A U.N. hostage negotiator arrived in Syria on Saturday, and hopes rose that the ordeal of the last two Western captives in Lebanon was drawing to an end.
The envoy, Giandomenico Picco, was instrumental in obtaining freedom last year for the last American and British hostages, who were turned over to their governments in the Syrian capital, Damascus.Picco was taken to an undisclosed destination immediately after his plane from Frankfurt, Germany, touched down, said airport sources who spoke on condition of anonymity.
Syrian security officers at the airport kept reporters and photographers away from the plane.
Picco's trip to Syria came amid newspaper reports in Beirut predicting that the two German hostages, Heinrich Struebig, 51, and Thomas Kemptner, 30, would be released Sunday or Monday.
Unlike the American and British hostages, who were kidnapped for political reasons, the German relief workers were abducted to obtain the release of two Lebanese Shiite Muslim brothers jailed in Germany for terrorism.
Germany has refused to free the two, Mohammed Ali Hamadi and Abbas Hamadi.
Picco, an Italian diplomat, was in the Middle East recently, but U.N. officials would not disclose details of his activities. He also kept a low profile on previous missions.
Damascus has been a frequent transit point for former hostages and officials involved in their release. Syria, the main power broker in Lebanon, has been trying to help end the hostage saga as part of its effort to restore order in that country after 16 years of civil war.
In Beirut, the As-Safir newspaper, which is close to Syria and Iran, said an unidentified Iranian envoy visited the Lebanese capital in the past two days and conveyed to the kidnappers "positive proposals regarding the future of the Hamadi brothers."

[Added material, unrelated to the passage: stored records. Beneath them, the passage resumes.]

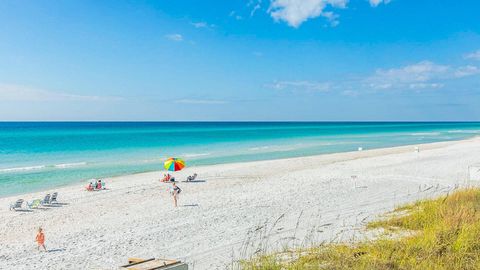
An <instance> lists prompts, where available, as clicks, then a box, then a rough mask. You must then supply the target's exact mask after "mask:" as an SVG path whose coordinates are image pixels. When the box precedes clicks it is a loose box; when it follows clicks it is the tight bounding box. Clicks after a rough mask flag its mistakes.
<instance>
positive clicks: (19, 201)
mask: <svg viewBox="0 0 480 270" xmlns="http://www.w3.org/2000/svg"><path fill="white" fill-rule="evenodd" d="M22 205H23V199H18V200H17V201H16V202H15V203H13V204H11V205H10V210H15V211H18V210H21V209H23V208H22Z"/></svg>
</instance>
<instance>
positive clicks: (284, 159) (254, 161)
mask: <svg viewBox="0 0 480 270" xmlns="http://www.w3.org/2000/svg"><path fill="white" fill-rule="evenodd" d="M476 138H480V136H479V135H475V136H472V137H470V138H466V139H461V140H448V141H439V142H431V143H422V144H408V145H400V146H392V147H381V148H373V149H366V150H362V151H345V152H334V153H326V154H317V155H306V156H298V157H287V158H277V159H264V160H258V161H241V162H232V163H218V164H209V165H199V166H193V167H188V166H187V167H186V169H185V170H183V171H182V172H185V171H192V170H194V169H195V168H204V167H212V166H222V165H228V164H250V163H257V162H269V161H289V160H295V159H303V158H316V157H321V156H330V155H338V154H350V153H369V152H371V151H381V150H387V151H390V150H395V149H397V148H398V149H402V148H408V147H411V148H412V149H413V147H422V148H423V147H427V148H426V149H428V147H441V146H442V145H445V144H451V143H455V142H462V141H469V140H474V139H476ZM437 145H438V146H437ZM406 150H407V149H405V151H406ZM360 156H362V155H360ZM159 164H160V163H159ZM160 165H161V164H160ZM182 172H180V173H182ZM152 173H158V174H159V175H161V174H163V173H166V171H164V170H152V171H146V172H138V173H131V174H121V175H117V176H106V177H102V178H97V179H105V180H108V181H110V180H115V179H116V178H122V177H128V176H135V175H143V174H152ZM172 173H173V174H178V173H179V172H170V174H172ZM192 173H193V172H192ZM87 182H88V179H80V180H78V181H75V182H71V183H68V184H60V185H59V186H58V187H57V188H54V187H52V188H41V189H39V190H34V191H28V192H24V193H16V194H9V195H5V196H0V199H4V198H13V197H20V196H28V195H29V194H32V193H35V194H37V193H42V192H43V193H45V192H48V191H50V190H52V189H62V188H68V187H74V186H82V187H83V186H85V185H86V184H87Z"/></svg>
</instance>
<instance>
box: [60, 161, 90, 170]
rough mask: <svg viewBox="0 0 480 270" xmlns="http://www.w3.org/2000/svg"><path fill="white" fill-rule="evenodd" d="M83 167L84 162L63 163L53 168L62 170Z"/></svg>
mask: <svg viewBox="0 0 480 270" xmlns="http://www.w3.org/2000/svg"><path fill="white" fill-rule="evenodd" d="M83 165H87V163H86V162H77V163H64V164H56V165H53V167H54V168H60V169H64V168H71V167H77V166H83Z"/></svg>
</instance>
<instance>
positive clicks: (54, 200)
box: [50, 192, 58, 204]
mask: <svg viewBox="0 0 480 270" xmlns="http://www.w3.org/2000/svg"><path fill="white" fill-rule="evenodd" d="M57 196H58V192H54V193H53V194H52V197H51V198H50V204H52V203H58V201H57Z"/></svg>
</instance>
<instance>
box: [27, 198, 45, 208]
mask: <svg viewBox="0 0 480 270" xmlns="http://www.w3.org/2000/svg"><path fill="white" fill-rule="evenodd" d="M40 205H42V200H40V199H36V200H33V201H32V202H31V203H28V202H27V206H28V208H30V209H37V208H38V207H39V206H40Z"/></svg>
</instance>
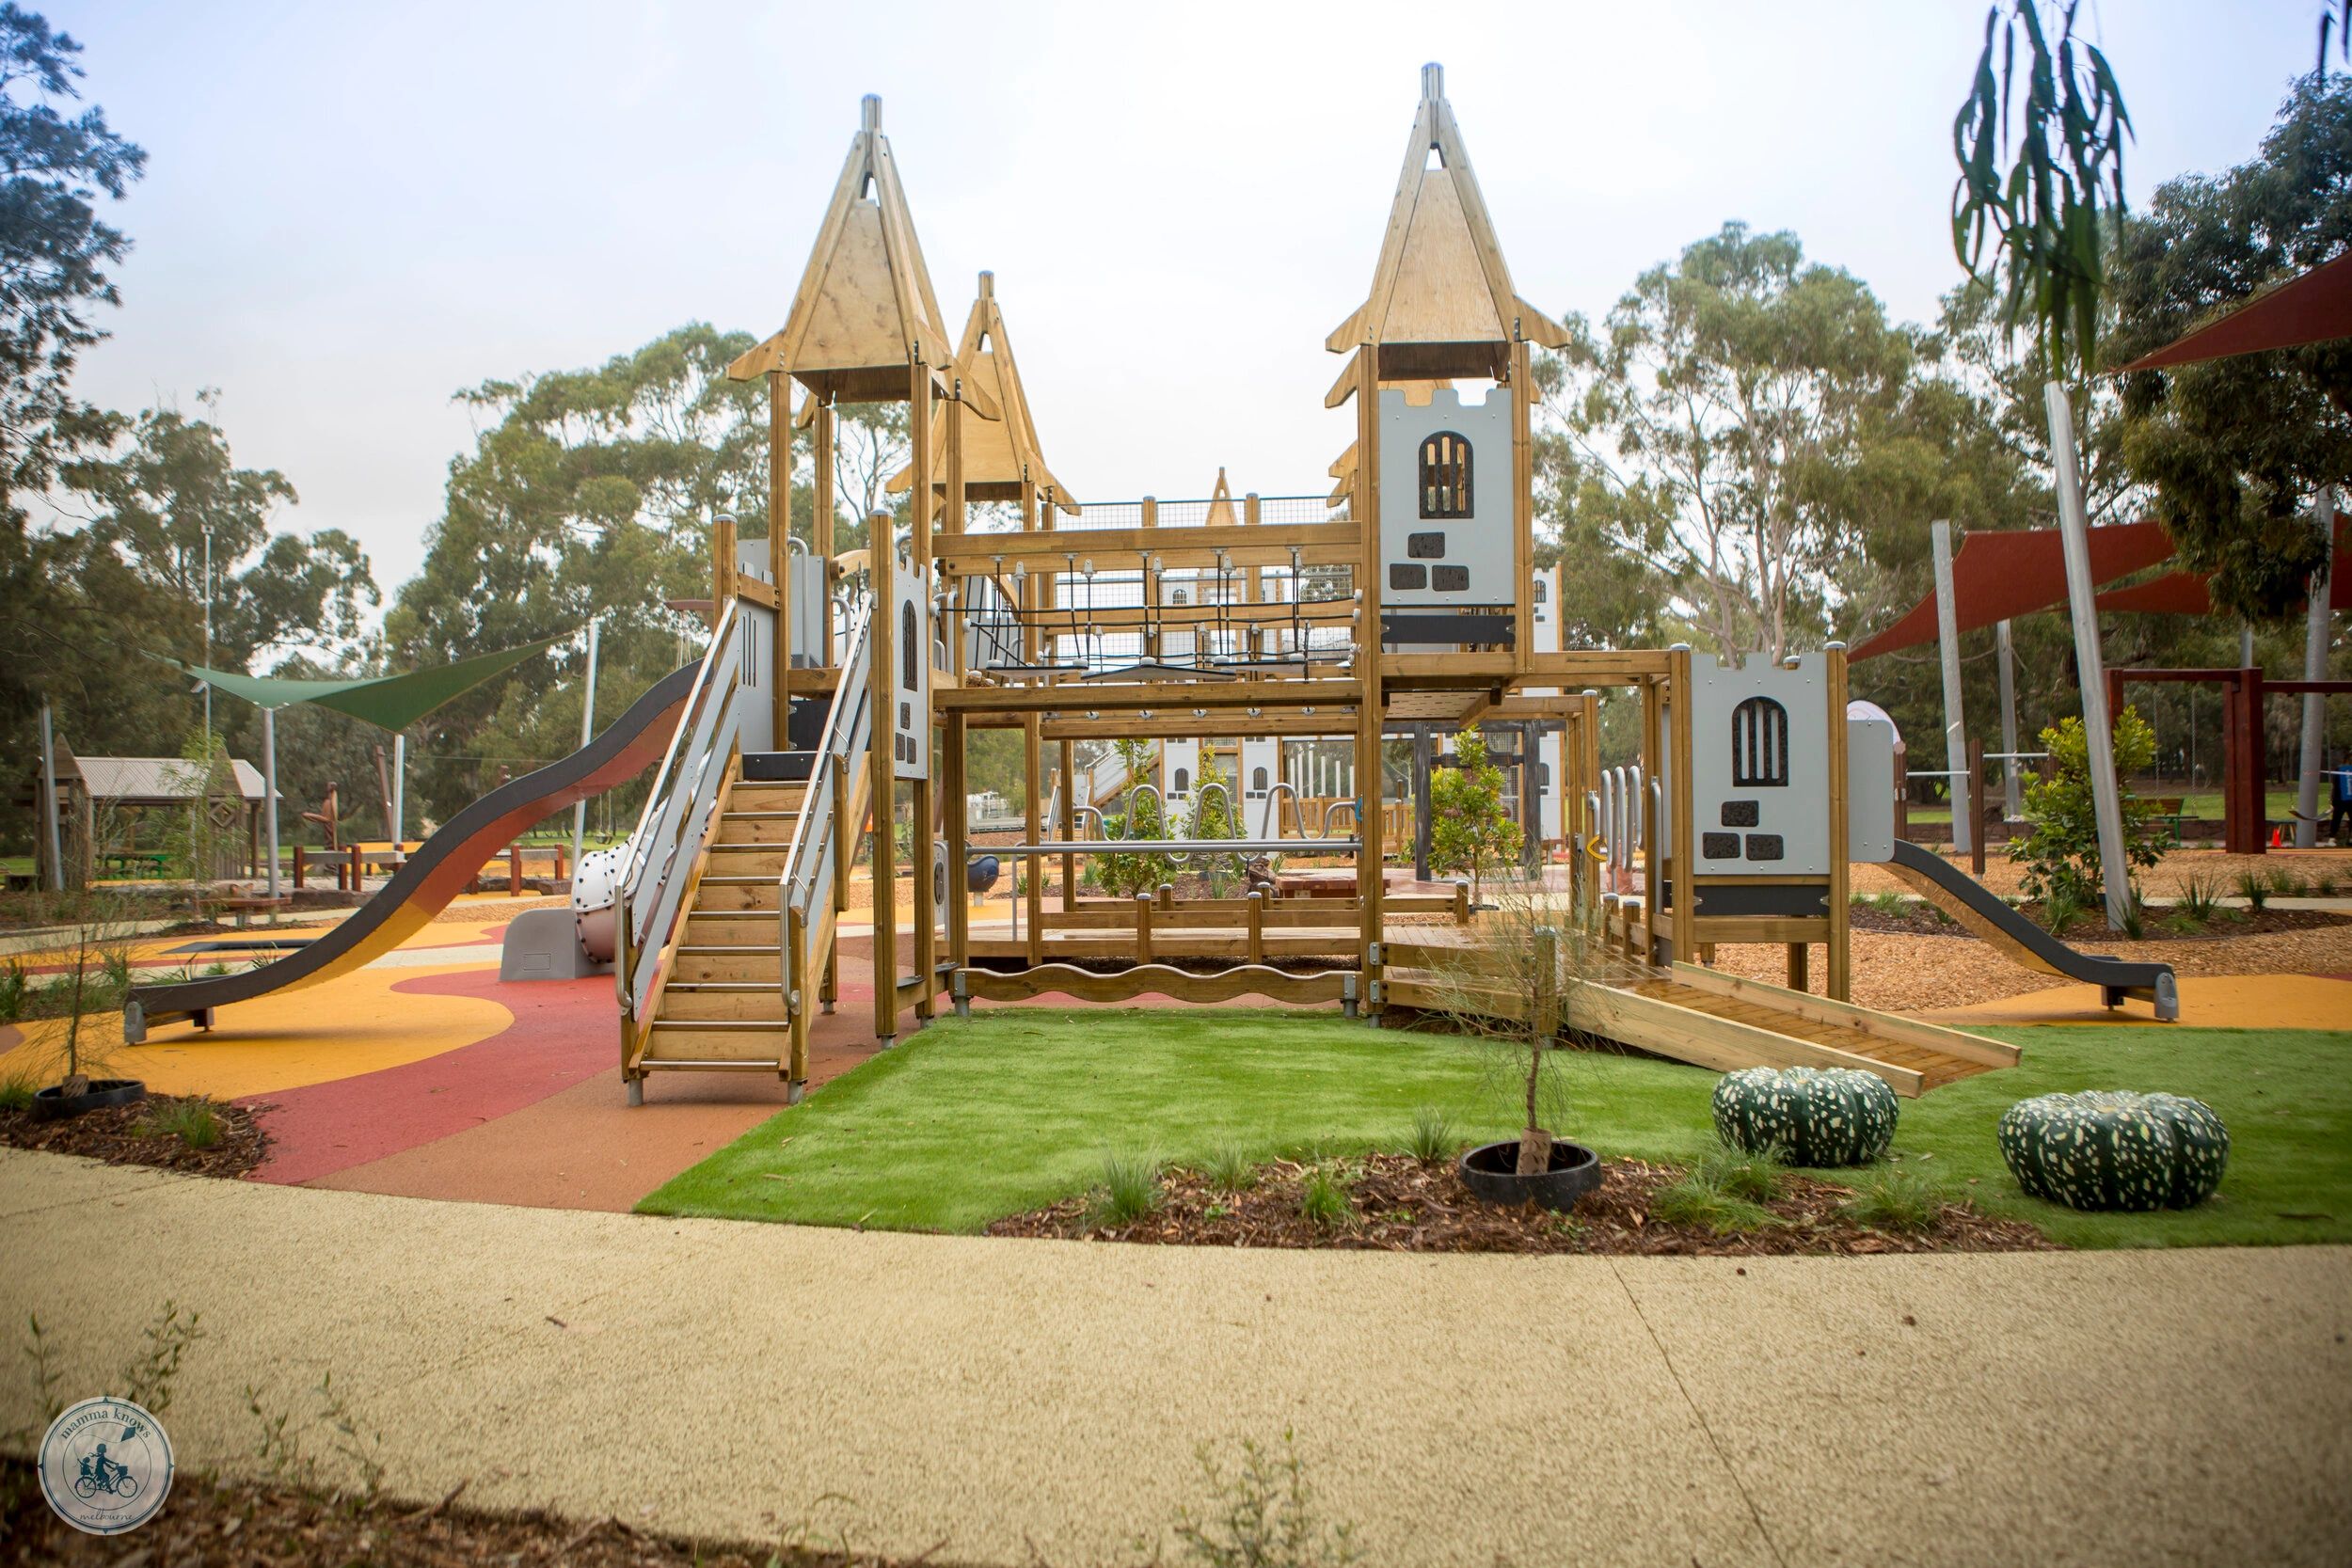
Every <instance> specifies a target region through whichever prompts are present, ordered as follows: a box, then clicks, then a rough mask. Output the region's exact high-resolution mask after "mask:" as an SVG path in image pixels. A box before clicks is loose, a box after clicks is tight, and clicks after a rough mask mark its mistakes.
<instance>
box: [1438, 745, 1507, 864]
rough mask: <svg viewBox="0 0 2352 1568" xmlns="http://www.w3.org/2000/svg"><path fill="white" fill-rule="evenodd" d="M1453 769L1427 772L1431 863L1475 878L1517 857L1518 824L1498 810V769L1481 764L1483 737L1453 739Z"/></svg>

The report said Germany raised the possibility that the prisoners might be held together in one prison and allowed regular family visits.
The kidnappers said in a statement last Saturday that Struebig and Kemptner would be released "after the completion of concrete assurances" about the Hamadis. The statement did not specify the assurances demanded, but it was the first time the kidnappers did not demand the immediate release of the brothers.
Germany has repeatedly refused to swap the convicted terrorists for the German hostages, who were abducted in southern Lebanon on May 16, 1989, while on assignment with the German relief organization Asme-Humanitas.
Mohammed Ali Hamadi was sentenced to life in prison in May 1989 for the 1985 hijacking of a TWA jetliner to Lebanon, during which U.S. Navy diver Robert Stethem was killed.
Abbas Hamadi was sentenced to 13 years in 1988 for his role in the Beirut kidnapping of two other Germans who were released in 1989.
A group calling itself Holy Warriors for Freedom claims it holds Struebig and Kemptner. The group is believed headed by Abdul-Hadi Hamadi, the Hamadis' elder brother and security chief for the pro-Iranian Hezbollah, or Party of God.